Updated: Feb 26, 2022
Lake Erie’s south shore has a rich history of grape growing and wine production dating back to the 1800s. Today, the winemaking tradition continues within the walls of our timeless Catawba Island treasure 150 years later. Read more about our beginnings as a winery and about the early grape growers of the region…
Kelleys Island Wine Company & the Wine Cooperative
The Kelleys Island Wine Company was established in 1865 as a wine cooperative. Because of its size and reach, smaller wineries and grape growers were encouraged to sell their grapes to the new facility.
With modern steam-powered grape presses, the wine cooperative had the capacity to produce 350,000 gallons of wine per year, and due to its size, was able to effectively market and sell its wines and champagnes throughout the United States, Canada, Great Britain, and Germany.

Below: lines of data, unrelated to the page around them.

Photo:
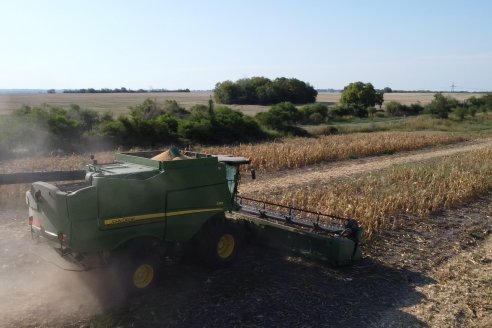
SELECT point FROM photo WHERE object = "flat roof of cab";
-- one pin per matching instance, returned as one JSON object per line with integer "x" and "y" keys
{"x": 233, "y": 160}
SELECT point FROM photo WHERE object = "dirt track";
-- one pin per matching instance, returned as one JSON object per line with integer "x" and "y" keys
{"x": 394, "y": 286}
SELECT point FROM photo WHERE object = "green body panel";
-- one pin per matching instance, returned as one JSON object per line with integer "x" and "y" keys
{"x": 135, "y": 197}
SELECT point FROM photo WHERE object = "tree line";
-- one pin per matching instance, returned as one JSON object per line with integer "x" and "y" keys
{"x": 118, "y": 90}
{"x": 263, "y": 91}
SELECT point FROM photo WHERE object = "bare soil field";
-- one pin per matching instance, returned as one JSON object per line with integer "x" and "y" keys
{"x": 118, "y": 103}
{"x": 424, "y": 272}
{"x": 331, "y": 98}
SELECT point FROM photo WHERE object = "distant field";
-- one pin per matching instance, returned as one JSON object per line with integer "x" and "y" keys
{"x": 118, "y": 102}
{"x": 404, "y": 98}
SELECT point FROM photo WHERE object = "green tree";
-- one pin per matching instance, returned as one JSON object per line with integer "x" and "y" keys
{"x": 360, "y": 94}
{"x": 441, "y": 106}
{"x": 279, "y": 116}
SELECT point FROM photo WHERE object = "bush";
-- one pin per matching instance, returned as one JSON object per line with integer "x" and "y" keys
{"x": 441, "y": 106}
{"x": 279, "y": 116}
{"x": 260, "y": 90}
{"x": 313, "y": 113}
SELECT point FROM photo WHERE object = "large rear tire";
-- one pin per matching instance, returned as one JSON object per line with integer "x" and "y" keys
{"x": 218, "y": 244}
{"x": 137, "y": 267}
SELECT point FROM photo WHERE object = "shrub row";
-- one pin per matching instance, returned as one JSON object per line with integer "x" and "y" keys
{"x": 263, "y": 91}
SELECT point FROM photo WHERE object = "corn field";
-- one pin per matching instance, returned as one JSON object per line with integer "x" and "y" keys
{"x": 300, "y": 152}
{"x": 417, "y": 189}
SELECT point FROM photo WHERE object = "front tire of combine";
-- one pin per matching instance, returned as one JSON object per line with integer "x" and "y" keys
{"x": 219, "y": 244}
{"x": 138, "y": 272}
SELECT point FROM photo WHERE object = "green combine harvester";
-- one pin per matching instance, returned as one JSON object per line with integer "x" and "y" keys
{"x": 130, "y": 213}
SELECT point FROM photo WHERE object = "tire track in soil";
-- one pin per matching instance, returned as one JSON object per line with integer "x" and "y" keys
{"x": 350, "y": 168}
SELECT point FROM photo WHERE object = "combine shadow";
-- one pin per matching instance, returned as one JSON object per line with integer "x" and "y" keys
{"x": 268, "y": 288}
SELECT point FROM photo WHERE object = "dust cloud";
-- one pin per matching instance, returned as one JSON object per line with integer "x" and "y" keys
{"x": 35, "y": 287}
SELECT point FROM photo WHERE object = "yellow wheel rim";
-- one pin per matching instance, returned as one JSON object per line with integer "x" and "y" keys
{"x": 226, "y": 245}
{"x": 143, "y": 276}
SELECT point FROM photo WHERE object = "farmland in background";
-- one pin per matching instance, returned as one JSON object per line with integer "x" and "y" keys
{"x": 416, "y": 189}
{"x": 272, "y": 156}
{"x": 118, "y": 103}
{"x": 300, "y": 152}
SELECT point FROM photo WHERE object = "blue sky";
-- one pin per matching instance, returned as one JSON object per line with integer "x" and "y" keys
{"x": 194, "y": 44}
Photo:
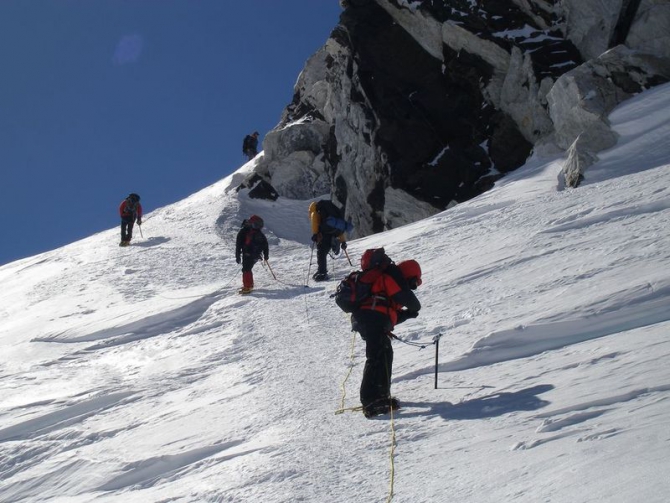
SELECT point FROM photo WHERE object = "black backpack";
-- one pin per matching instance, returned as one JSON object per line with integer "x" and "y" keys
{"x": 356, "y": 289}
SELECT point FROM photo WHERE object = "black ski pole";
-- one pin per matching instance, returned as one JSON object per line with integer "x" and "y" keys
{"x": 347, "y": 254}
{"x": 437, "y": 349}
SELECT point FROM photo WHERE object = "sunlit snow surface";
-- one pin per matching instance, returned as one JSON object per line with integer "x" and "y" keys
{"x": 140, "y": 375}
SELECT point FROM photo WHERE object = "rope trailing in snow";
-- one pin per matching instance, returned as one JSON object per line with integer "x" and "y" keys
{"x": 200, "y": 296}
{"x": 352, "y": 364}
{"x": 392, "y": 459}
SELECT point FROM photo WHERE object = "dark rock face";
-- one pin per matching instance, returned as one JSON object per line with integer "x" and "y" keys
{"x": 433, "y": 125}
{"x": 260, "y": 189}
{"x": 414, "y": 105}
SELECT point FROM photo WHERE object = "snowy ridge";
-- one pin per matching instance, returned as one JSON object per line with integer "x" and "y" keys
{"x": 139, "y": 375}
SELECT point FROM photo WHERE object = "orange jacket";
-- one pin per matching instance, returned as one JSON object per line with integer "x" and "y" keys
{"x": 383, "y": 290}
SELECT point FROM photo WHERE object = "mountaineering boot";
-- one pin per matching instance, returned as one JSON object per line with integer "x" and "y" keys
{"x": 380, "y": 407}
{"x": 320, "y": 276}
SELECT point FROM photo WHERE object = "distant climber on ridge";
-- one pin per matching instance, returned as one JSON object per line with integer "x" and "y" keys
{"x": 250, "y": 145}
{"x": 250, "y": 246}
{"x": 130, "y": 211}
{"x": 328, "y": 233}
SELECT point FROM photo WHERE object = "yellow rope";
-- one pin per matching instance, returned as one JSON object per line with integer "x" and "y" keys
{"x": 346, "y": 378}
{"x": 392, "y": 462}
{"x": 356, "y": 408}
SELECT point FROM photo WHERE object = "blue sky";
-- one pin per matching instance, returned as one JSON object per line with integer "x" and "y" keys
{"x": 99, "y": 98}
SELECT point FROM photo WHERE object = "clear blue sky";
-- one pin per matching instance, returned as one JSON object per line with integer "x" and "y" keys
{"x": 99, "y": 98}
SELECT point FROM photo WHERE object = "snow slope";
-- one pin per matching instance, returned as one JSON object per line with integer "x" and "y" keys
{"x": 139, "y": 375}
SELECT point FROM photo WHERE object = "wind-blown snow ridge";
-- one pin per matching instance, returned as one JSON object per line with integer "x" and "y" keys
{"x": 139, "y": 375}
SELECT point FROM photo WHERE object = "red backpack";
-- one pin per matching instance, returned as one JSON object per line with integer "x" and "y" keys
{"x": 356, "y": 289}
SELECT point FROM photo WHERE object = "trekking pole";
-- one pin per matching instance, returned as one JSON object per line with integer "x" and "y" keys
{"x": 309, "y": 269}
{"x": 347, "y": 255}
{"x": 436, "y": 339}
{"x": 271, "y": 271}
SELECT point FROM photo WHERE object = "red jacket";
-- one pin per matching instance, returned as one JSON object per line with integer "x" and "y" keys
{"x": 385, "y": 286}
{"x": 125, "y": 211}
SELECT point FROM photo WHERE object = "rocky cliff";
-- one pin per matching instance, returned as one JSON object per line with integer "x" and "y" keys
{"x": 412, "y": 106}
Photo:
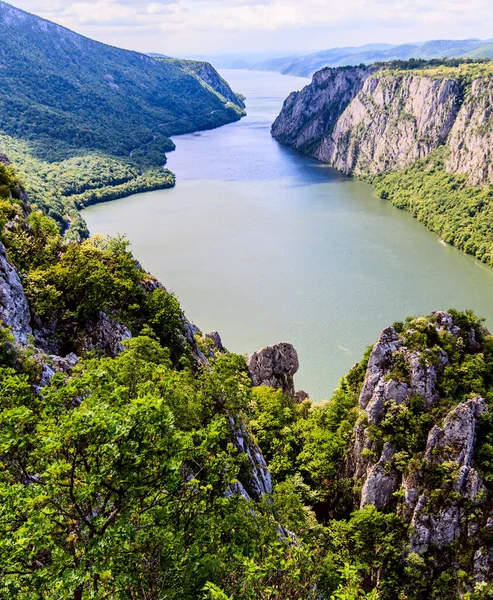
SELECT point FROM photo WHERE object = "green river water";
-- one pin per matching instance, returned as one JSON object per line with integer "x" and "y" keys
{"x": 265, "y": 245}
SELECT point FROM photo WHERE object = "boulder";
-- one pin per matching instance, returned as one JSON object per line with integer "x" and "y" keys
{"x": 14, "y": 309}
{"x": 275, "y": 366}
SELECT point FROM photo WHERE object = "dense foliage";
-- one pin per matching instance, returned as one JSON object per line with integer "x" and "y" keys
{"x": 60, "y": 189}
{"x": 403, "y": 56}
{"x": 100, "y": 123}
{"x": 460, "y": 214}
{"x": 93, "y": 96}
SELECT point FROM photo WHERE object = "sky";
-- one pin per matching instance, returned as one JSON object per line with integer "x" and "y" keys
{"x": 275, "y": 27}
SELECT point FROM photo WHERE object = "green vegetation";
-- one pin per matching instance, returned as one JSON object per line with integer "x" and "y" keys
{"x": 463, "y": 70}
{"x": 93, "y": 96}
{"x": 460, "y": 214}
{"x": 100, "y": 123}
{"x": 60, "y": 189}
{"x": 403, "y": 56}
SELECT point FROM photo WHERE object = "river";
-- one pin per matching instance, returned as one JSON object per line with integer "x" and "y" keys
{"x": 265, "y": 245}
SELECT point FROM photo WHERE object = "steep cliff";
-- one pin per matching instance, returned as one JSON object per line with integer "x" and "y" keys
{"x": 369, "y": 121}
{"x": 307, "y": 116}
{"x": 418, "y": 446}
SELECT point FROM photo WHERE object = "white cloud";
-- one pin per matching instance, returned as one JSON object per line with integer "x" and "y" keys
{"x": 208, "y": 23}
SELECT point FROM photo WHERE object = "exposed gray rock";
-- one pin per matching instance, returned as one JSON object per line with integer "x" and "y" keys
{"x": 259, "y": 483}
{"x": 361, "y": 121}
{"x": 52, "y": 364}
{"x": 105, "y": 335}
{"x": 382, "y": 481}
{"x": 307, "y": 116}
{"x": 301, "y": 396}
{"x": 216, "y": 339}
{"x": 14, "y": 309}
{"x": 456, "y": 439}
{"x": 191, "y": 330}
{"x": 379, "y": 365}
{"x": 275, "y": 366}
{"x": 451, "y": 444}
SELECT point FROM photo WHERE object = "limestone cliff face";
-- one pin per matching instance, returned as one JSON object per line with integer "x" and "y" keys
{"x": 309, "y": 115}
{"x": 14, "y": 309}
{"x": 211, "y": 77}
{"x": 439, "y": 509}
{"x": 471, "y": 138}
{"x": 367, "y": 121}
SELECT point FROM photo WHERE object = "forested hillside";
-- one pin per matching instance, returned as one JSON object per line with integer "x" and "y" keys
{"x": 138, "y": 460}
{"x": 305, "y": 66}
{"x": 420, "y": 130}
{"x": 108, "y": 112}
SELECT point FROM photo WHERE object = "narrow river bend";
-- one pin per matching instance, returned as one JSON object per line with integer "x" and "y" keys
{"x": 265, "y": 245}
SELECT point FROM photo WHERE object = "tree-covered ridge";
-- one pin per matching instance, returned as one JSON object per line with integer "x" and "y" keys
{"x": 58, "y": 85}
{"x": 462, "y": 69}
{"x": 86, "y": 122}
{"x": 61, "y": 188}
{"x": 121, "y": 476}
{"x": 460, "y": 214}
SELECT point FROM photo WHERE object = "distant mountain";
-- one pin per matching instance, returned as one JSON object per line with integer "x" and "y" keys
{"x": 305, "y": 66}
{"x": 86, "y": 122}
{"x": 58, "y": 86}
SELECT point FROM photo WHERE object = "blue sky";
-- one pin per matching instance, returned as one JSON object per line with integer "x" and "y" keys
{"x": 184, "y": 27}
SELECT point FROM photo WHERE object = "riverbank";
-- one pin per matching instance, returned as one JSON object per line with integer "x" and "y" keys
{"x": 266, "y": 245}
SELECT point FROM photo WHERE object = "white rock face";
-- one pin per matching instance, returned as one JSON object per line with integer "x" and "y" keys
{"x": 309, "y": 115}
{"x": 452, "y": 444}
{"x": 14, "y": 309}
{"x": 105, "y": 335}
{"x": 391, "y": 123}
{"x": 394, "y": 375}
{"x": 361, "y": 122}
{"x": 275, "y": 366}
{"x": 381, "y": 482}
{"x": 471, "y": 138}
{"x": 260, "y": 482}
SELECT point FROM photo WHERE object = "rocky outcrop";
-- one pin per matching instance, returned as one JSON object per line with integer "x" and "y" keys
{"x": 309, "y": 115}
{"x": 14, "y": 309}
{"x": 391, "y": 123}
{"x": 257, "y": 482}
{"x": 437, "y": 492}
{"x": 367, "y": 121}
{"x": 275, "y": 366}
{"x": 451, "y": 446}
{"x": 471, "y": 138}
{"x": 215, "y": 338}
{"x": 105, "y": 335}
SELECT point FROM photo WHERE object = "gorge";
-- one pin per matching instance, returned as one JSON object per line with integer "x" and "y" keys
{"x": 305, "y": 253}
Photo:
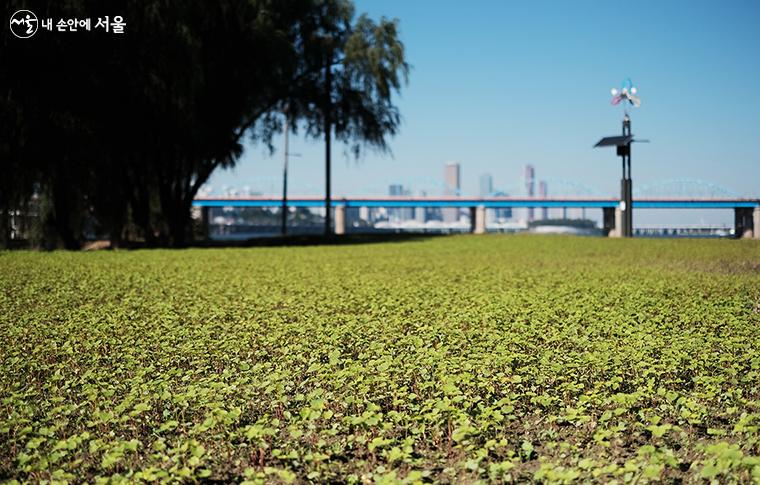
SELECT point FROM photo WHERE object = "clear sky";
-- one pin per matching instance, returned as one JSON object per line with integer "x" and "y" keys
{"x": 496, "y": 85}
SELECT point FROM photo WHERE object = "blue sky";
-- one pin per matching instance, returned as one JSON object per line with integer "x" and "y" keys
{"x": 498, "y": 84}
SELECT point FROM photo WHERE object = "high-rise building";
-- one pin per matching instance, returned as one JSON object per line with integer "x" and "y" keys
{"x": 543, "y": 191}
{"x": 420, "y": 213}
{"x": 399, "y": 214}
{"x": 451, "y": 179}
{"x": 530, "y": 185}
{"x": 486, "y": 185}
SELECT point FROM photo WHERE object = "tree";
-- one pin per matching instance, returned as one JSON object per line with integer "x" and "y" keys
{"x": 131, "y": 125}
{"x": 350, "y": 71}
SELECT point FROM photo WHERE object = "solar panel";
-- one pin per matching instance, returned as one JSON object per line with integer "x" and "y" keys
{"x": 612, "y": 141}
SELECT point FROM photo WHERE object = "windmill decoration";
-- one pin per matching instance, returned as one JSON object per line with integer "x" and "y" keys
{"x": 627, "y": 96}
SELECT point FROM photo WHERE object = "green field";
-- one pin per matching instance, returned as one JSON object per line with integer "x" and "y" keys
{"x": 456, "y": 359}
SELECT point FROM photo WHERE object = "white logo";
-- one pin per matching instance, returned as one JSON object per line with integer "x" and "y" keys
{"x": 24, "y": 24}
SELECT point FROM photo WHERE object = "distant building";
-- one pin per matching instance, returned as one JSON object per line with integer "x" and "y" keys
{"x": 451, "y": 178}
{"x": 486, "y": 185}
{"x": 530, "y": 185}
{"x": 502, "y": 213}
{"x": 543, "y": 191}
{"x": 399, "y": 214}
{"x": 420, "y": 213}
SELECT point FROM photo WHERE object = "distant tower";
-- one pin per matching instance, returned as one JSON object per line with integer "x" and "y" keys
{"x": 451, "y": 178}
{"x": 530, "y": 186}
{"x": 543, "y": 191}
{"x": 486, "y": 185}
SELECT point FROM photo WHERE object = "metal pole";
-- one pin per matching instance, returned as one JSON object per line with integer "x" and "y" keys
{"x": 284, "y": 228}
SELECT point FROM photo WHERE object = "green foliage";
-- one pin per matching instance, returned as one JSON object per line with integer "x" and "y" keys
{"x": 458, "y": 359}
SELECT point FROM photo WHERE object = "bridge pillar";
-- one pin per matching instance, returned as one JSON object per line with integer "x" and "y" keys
{"x": 480, "y": 220}
{"x": 608, "y": 221}
{"x": 340, "y": 219}
{"x": 743, "y": 222}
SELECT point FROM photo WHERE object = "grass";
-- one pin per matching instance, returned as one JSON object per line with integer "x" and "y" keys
{"x": 457, "y": 359}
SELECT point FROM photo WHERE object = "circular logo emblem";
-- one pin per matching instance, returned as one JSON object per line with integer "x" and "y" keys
{"x": 24, "y": 24}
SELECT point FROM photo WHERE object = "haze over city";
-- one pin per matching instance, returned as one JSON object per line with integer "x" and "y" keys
{"x": 497, "y": 86}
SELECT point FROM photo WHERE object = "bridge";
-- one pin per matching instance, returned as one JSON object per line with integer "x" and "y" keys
{"x": 746, "y": 210}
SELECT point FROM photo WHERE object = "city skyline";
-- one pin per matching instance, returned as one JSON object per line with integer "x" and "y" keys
{"x": 529, "y": 84}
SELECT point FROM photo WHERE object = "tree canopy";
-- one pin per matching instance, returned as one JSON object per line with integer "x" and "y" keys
{"x": 115, "y": 133}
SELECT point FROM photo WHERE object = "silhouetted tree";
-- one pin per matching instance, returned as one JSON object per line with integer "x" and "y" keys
{"x": 125, "y": 128}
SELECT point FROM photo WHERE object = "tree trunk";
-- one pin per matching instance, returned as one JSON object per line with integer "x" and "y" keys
{"x": 328, "y": 129}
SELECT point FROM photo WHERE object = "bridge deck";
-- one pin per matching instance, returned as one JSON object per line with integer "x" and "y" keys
{"x": 488, "y": 202}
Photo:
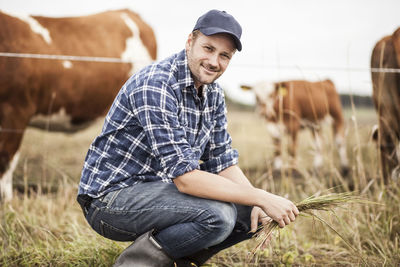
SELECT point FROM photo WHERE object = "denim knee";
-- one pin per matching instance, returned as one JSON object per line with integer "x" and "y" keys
{"x": 222, "y": 221}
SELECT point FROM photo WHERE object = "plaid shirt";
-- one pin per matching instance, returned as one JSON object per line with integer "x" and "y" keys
{"x": 158, "y": 129}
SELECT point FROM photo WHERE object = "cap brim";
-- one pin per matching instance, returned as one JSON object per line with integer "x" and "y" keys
{"x": 215, "y": 30}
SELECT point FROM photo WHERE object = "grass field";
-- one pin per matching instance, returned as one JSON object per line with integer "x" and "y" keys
{"x": 43, "y": 225}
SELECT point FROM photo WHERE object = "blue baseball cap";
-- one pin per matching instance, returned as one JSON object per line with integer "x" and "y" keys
{"x": 215, "y": 21}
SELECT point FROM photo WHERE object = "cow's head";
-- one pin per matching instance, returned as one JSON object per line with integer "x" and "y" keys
{"x": 265, "y": 98}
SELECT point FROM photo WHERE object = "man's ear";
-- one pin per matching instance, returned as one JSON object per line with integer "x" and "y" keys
{"x": 189, "y": 41}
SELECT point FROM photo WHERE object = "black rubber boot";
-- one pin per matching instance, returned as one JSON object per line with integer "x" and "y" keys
{"x": 195, "y": 260}
{"x": 144, "y": 252}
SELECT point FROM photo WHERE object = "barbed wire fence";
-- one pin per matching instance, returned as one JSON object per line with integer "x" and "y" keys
{"x": 120, "y": 60}
{"x": 237, "y": 64}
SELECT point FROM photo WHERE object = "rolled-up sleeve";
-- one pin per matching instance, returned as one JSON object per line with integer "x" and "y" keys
{"x": 219, "y": 153}
{"x": 156, "y": 108}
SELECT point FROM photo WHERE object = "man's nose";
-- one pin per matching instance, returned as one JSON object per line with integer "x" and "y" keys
{"x": 213, "y": 60}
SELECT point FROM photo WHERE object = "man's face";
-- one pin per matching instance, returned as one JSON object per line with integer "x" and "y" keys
{"x": 209, "y": 56}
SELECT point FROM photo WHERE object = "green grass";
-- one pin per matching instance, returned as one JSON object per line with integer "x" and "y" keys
{"x": 48, "y": 229}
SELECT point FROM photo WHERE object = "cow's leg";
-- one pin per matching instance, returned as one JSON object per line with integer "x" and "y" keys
{"x": 276, "y": 135}
{"x": 318, "y": 157}
{"x": 13, "y": 121}
{"x": 293, "y": 147}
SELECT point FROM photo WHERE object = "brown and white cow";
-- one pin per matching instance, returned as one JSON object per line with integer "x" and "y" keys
{"x": 386, "y": 95}
{"x": 289, "y": 106}
{"x": 33, "y": 89}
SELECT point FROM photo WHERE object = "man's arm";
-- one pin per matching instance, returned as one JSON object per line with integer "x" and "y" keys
{"x": 236, "y": 189}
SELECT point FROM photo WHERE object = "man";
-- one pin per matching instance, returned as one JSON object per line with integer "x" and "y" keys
{"x": 162, "y": 172}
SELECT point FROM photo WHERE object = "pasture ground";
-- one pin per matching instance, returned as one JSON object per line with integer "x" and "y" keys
{"x": 43, "y": 225}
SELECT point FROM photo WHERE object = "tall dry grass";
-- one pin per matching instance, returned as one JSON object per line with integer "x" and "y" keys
{"x": 43, "y": 225}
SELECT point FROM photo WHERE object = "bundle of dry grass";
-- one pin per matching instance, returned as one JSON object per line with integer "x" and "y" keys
{"x": 308, "y": 206}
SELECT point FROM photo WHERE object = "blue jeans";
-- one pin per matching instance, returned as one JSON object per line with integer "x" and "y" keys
{"x": 183, "y": 224}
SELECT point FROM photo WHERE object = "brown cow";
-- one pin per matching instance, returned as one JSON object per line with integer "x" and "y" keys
{"x": 291, "y": 105}
{"x": 386, "y": 95}
{"x": 33, "y": 89}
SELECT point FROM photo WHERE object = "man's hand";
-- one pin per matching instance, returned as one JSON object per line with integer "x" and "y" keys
{"x": 280, "y": 209}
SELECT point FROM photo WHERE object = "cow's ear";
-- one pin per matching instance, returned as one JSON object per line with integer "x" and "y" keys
{"x": 246, "y": 87}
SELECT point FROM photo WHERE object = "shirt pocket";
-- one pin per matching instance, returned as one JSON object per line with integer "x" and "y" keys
{"x": 205, "y": 132}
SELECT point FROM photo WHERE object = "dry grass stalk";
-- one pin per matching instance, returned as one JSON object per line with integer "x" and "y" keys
{"x": 307, "y": 206}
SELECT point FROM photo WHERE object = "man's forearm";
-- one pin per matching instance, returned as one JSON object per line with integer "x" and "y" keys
{"x": 207, "y": 185}
{"x": 235, "y": 174}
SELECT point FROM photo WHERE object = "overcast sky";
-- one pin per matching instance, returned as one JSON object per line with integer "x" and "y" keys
{"x": 282, "y": 39}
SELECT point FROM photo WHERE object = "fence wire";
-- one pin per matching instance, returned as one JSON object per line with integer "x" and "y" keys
{"x": 120, "y": 60}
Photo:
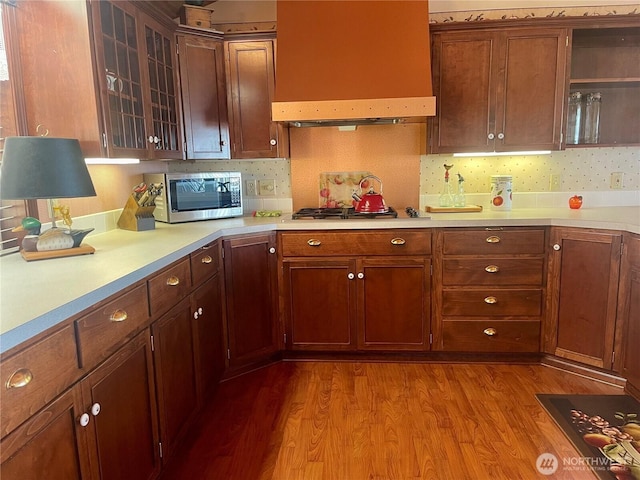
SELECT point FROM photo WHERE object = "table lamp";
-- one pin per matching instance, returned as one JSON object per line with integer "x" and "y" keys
{"x": 46, "y": 168}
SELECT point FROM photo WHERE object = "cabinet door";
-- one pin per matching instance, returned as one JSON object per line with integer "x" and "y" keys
{"x": 320, "y": 304}
{"x": 125, "y": 430}
{"x": 204, "y": 99}
{"x": 175, "y": 373}
{"x": 50, "y": 445}
{"x": 251, "y": 296}
{"x": 464, "y": 84}
{"x": 119, "y": 55}
{"x": 250, "y": 85}
{"x": 208, "y": 335}
{"x": 164, "y": 126}
{"x": 531, "y": 91}
{"x": 584, "y": 270}
{"x": 393, "y": 303}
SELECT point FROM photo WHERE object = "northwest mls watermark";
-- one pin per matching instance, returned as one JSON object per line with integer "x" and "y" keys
{"x": 548, "y": 464}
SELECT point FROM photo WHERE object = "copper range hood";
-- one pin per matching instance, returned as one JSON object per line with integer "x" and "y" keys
{"x": 352, "y": 62}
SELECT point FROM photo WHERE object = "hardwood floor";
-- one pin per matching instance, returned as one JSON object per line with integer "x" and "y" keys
{"x": 381, "y": 421}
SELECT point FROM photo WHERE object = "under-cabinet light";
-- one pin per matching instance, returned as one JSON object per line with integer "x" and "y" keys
{"x": 502, "y": 154}
{"x": 111, "y": 161}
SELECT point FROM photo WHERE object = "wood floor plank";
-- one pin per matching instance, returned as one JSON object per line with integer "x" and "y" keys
{"x": 386, "y": 421}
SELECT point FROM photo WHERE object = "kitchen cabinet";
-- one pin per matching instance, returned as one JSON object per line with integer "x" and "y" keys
{"x": 250, "y": 87}
{"x": 356, "y": 291}
{"x": 50, "y": 445}
{"x": 489, "y": 289}
{"x": 584, "y": 270}
{"x": 121, "y": 400}
{"x": 136, "y": 61}
{"x": 629, "y": 314}
{"x": 204, "y": 98}
{"x": 175, "y": 373}
{"x": 250, "y": 270}
{"x": 207, "y": 311}
{"x": 605, "y": 59}
{"x": 486, "y": 81}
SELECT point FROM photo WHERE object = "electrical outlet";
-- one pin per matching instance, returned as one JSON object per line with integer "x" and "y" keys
{"x": 617, "y": 180}
{"x": 267, "y": 187}
{"x": 251, "y": 189}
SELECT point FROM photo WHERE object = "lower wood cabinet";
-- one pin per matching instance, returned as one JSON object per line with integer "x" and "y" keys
{"x": 50, "y": 444}
{"x": 250, "y": 269}
{"x": 175, "y": 373}
{"x": 336, "y": 299}
{"x": 584, "y": 270}
{"x": 119, "y": 398}
{"x": 629, "y": 314}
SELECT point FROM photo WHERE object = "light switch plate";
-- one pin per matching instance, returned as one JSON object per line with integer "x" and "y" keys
{"x": 267, "y": 187}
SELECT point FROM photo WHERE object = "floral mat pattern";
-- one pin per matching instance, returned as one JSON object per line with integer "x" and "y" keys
{"x": 605, "y": 429}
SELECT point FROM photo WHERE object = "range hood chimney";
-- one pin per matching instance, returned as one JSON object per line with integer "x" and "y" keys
{"x": 352, "y": 62}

Some Catawba Island grape growers took notice of this successful venture, and in 1868, incorporated the Catawba Island Wine Company.
Other Island Wineries
Also established around this time were the Middle Bass Wine Company and Put-in-Bay Wine Company. Unfortunately, the Put-in-Bay cooperative burned to the ground in 1888. The Kelleys Island Wine Company ruins stand today but are off-limits to the public.
Of the four, the Catawba Island Wine Company is the only building still in operation today, now known as the Gideon Owen Wine Company.
Catawba Island Wine Company
The founders’ initial investment was $100,000. I previously read that some of the wealthier early settlers established this wine cooperative; family names like Ellithorpe, Neal, and Laudy. But I have discovered through an archived newspaper article from January 29, 1887, that the original investors were small grape farmers from Catawba Island and Danbury.
These men pooled their money together to seek fortune in the Lake Erie Islands’ burgeoning wine industry. The names of the original investors were J.R. Newton, Lemuel Smith, Henry Landy, and Mr. Vaght of Catawba Island, and Mr. Gilgin, Mr. Bredbeck, and Mr. Clausen of Danbury.
Unfortunately, I have no additional information on the founders, but perhaps people in the community who may have additional information on these gentlemen could come forward and share their stories?
The cost of building the original structure was $30,000. It was constructed by the George Loeb & Sons stone company from Toledo, Ohio. Construction started in 1870 and was completed in 1872.
Except for the barrel-vaulted cellar ceiling constructed of Sandusky Blue Cut Limestone from Sandusky, Ohio, the remaining Catawba stone was mined from the building site itself. The mortar was produced onsite in a lime kiln in the area that we now designate as “Lime Kiln Falls.”
A Rocky Start
The Catawba Island Wine Company started with prospects of a bright future. But several grape crop failures and the crippling effects of America’s 1873 Depression doomed the company into financial ruin.
The company was purchased out of the receivership in 1881 for $2,812 by W.E. Bensey of Port Clinton, Ohio. At that time, the original investors had liabilities of more than $40,000.